Currently, quinolone-resistant strains remain susceptible to cephalosporins, including ceftriaxone, and treatment with cephalosporins is efficacious against gonorrhea caused by quinolone-resistant strains.13 However, fluoroquinolone-resistant mutants of Pseudomonas aeruginosa, Klebsiella pneumoniae, and Serratia marcescens selected in vitro after exposure to fluoroquinolones have developed a multiple antibiotic-resistant phenotype, including a cross-resistance to structurally unrelated cephalosporins.20,21 Reduced fluoroquinolone uptake and altered outer membrane proteins have been discovered in these mutants, and the alteration of bacterial outer membrane permeability has been considered to contribute to the development of cross-resistance.21 In clinical isolates of N. gonorrhoeae resistant to quinolones, reduced uptake of quinolones has already been reported.10 The current study also suggests that drug access to bacterial targets can be prevented in N. gonorrhoeae. In a previous study, Carlyn et al.22 reported that the clinical isolates of N. gonorrhoeae with diminished quinolone susceptibility required MICs of ceftriaxone that were four- to eightfold higher than those for the ciprofloxacin-susceptible isolates. We also demonstrated that quinolone-resistant clinical isolates, particularly those having alterations in GyrA and ParC, significantly reduced susceptibilities to cephalosporins.13 The posttreatment TK-109 isolate in this case exhibited a small decrease in susceptibilities to ceftriaxone and cefoperazone, compared with the pretreatment isolate, TK-106. These findings suggest that N. gonorrhoeae strains having quinolone resistance-associated alterations in DNA gyrase and topoisomerase IV might develop cross-resistance to cephalosporins during in vivo exposure to fluoroquinolones.

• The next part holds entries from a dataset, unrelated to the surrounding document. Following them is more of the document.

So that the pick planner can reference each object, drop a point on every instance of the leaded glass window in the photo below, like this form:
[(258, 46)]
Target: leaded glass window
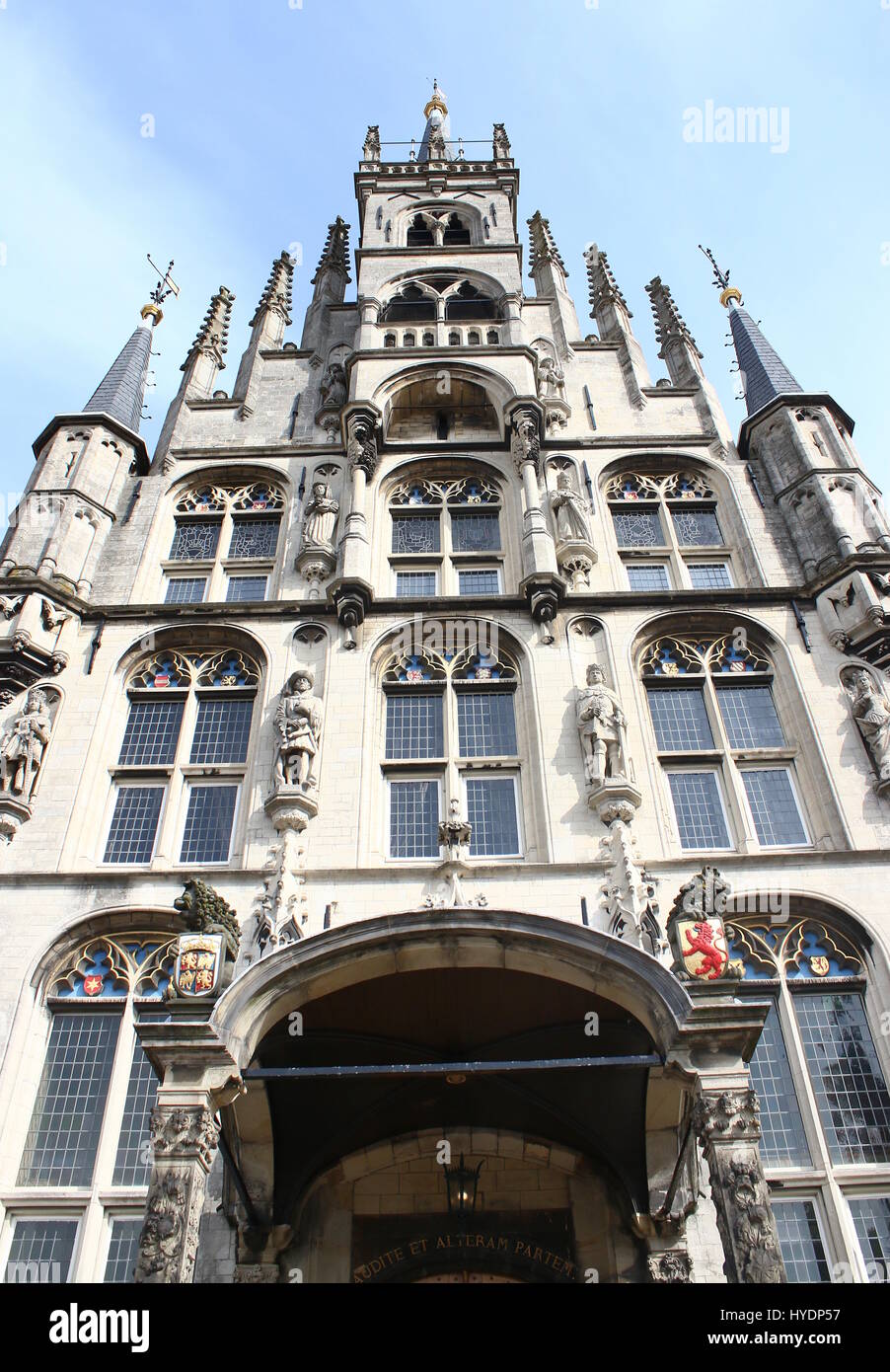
[(152, 732), (699, 809), (799, 1241), (41, 1252), (122, 1252), (414, 726), (66, 1121), (254, 538), (195, 542), (414, 819), (485, 724), (134, 825), (208, 823), (491, 811)]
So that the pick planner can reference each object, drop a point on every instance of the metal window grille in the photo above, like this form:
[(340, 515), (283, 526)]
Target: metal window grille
[(66, 1121)]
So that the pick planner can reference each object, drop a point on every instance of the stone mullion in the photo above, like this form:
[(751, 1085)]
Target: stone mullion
[(728, 1126), (184, 1140)]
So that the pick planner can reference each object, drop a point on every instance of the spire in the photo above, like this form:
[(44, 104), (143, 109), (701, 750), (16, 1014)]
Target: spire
[(678, 345), (122, 390), (278, 292), (336, 253), (436, 141), (764, 375), (544, 246), (213, 337)]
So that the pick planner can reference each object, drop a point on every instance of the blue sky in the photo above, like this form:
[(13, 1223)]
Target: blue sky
[(260, 109)]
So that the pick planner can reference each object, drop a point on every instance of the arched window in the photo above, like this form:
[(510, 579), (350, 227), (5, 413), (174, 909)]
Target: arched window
[(90, 1128), (668, 531), (451, 737), (180, 770), (824, 1106), (468, 302), (225, 542), (446, 537), (724, 752)]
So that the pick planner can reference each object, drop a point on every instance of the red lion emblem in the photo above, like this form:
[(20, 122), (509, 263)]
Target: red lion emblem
[(713, 959)]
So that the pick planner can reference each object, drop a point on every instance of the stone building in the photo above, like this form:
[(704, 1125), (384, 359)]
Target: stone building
[(445, 791)]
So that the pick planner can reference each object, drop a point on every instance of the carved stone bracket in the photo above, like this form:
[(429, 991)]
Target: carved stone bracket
[(727, 1124), (184, 1140)]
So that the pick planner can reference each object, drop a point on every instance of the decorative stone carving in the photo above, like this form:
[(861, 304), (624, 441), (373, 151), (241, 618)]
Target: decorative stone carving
[(298, 727), (184, 1142), (454, 836), (697, 932), (871, 711), (727, 1124), (602, 727), (671, 1266)]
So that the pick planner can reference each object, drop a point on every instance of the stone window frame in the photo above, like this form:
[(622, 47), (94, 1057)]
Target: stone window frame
[(724, 760), (221, 567), (179, 777), (94, 1207), (827, 1182)]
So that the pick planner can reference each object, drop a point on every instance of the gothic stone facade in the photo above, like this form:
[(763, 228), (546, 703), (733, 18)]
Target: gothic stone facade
[(447, 693)]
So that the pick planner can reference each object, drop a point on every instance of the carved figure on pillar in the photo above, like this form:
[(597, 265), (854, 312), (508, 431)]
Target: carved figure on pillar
[(727, 1124), (871, 713), (24, 744), (298, 727)]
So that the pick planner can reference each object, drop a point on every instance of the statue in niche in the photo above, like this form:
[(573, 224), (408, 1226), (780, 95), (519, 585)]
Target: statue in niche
[(551, 380), (601, 724), (871, 713), (24, 744), (334, 387), (298, 726), (569, 512), (321, 517)]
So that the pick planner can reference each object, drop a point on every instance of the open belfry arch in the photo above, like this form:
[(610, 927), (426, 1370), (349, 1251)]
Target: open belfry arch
[(450, 781)]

In conclusion, alterations in DNA gyrase and topoisomerase IV confer high-level resistance, resulting in treatment failure, in N. gonorrhoeae strains. The emergence and dissemination of such strains threatens the efficacy of fluoroquinolones in the treatment of gonorrhea. Treatment with multiple doses of ofloxacin is likely to bring about selection of more fluoroquinolone-resistant strains of N. gonorrhoeae and to influence susceptibilities to cephalosporins. Therefore, a heavy continued use of fluoroquinolones for the treatment of uncomplicated gonorrhea should be prevented, and antimicrobial susceptibility profiles of gonococcal isolates, particularly posttreatment isolates from patients treated unsuccessfully with fluoroquinolones, should be monitored.